Why read graphic novels? For children and teens, the format has tons of benefits. Graphic novels draw in reluctant readers, and they teach all the elements of literature but visually. Want a full story arc with a beginning, middle, and end? It’s there. Character development? For sure. Cause and Effect? Yep. Foreshadowing? Check. All the elements that make reading fiction so engaging are there — but the pictures contribute as much as the text in showing the reader the way.

For adults who don’t like the idea of reading a “comic book,” I cannot stress enough that graphic novels can tell very complex, dark, and important stories in a way that holds your interest.

If reading sequential panels seems confusing at first, you may be surprised at how quickly your brain adapts to the format. Compare it to reading subtitles when watching a foreign film. At first, it seems like a chore but soon you’re so wrapped up in the story that you forget what the format is — it’s the story that matters.

Ready to try a graphic novel? These are some of my favorites available at the Grand County Library District, but ask your local librarian for more recommendations.

“The Real Pigeons” by Andrew McDonald

Younger Readers (ages 5 -8) — “The Real Pigeons” series by Andrew McDonald, and “Bad Guys” series by Aaron Blabey.

Mid-Grade Readers (8 -12) — “Stepping Stones” by Lucy Knisley, “Twins” by Varian Johnson, “Nathan Hale’s Hazardous Tales” by Nathan Hale (Nonfiction history series), and “When the Stars are Scattered” by Omar Mohamed (memoir).

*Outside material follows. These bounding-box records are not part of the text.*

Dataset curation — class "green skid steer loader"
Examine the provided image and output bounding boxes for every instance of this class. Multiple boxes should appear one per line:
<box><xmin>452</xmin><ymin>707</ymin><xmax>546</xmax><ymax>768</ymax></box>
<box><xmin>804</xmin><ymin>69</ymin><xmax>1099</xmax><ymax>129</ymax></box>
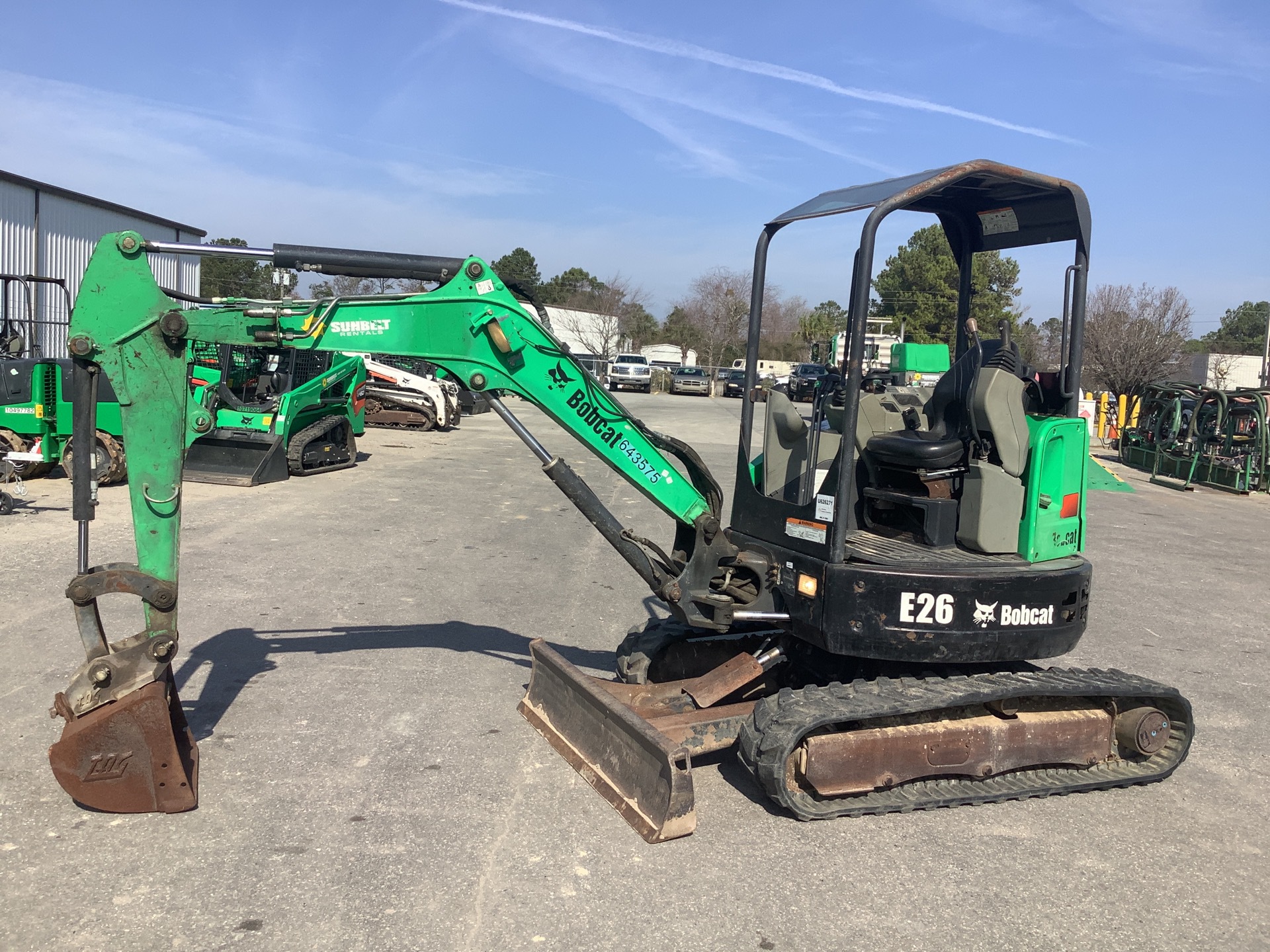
<box><xmin>184</xmin><ymin>342</ymin><xmax>366</xmax><ymax>486</ymax></box>
<box><xmin>0</xmin><ymin>358</ymin><xmax>128</xmax><ymax>486</ymax></box>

Teen Readers (12-17) — “Check, Please!“ By Ngozi Ukazu and ”Laura Dean Keeps Breaking Up with Me“ by Mariko Tamaki

“March” by John Lewis and Nate Powell

Adult Readers — “March” by John Lewis and Nate Powell (three-book series, autobiography/history), “Rosalie Lightning: A Graphic Memoir” by Tom Hart, and “The Hunting Accident: A True Story of Crime and Poetry“ by David Carlson (true crime).

Anna Szczepanski is a library consultant for the Colorado Library Consortium. She regularly has numerous graphic novels checked out for herself and her 9-year-old son.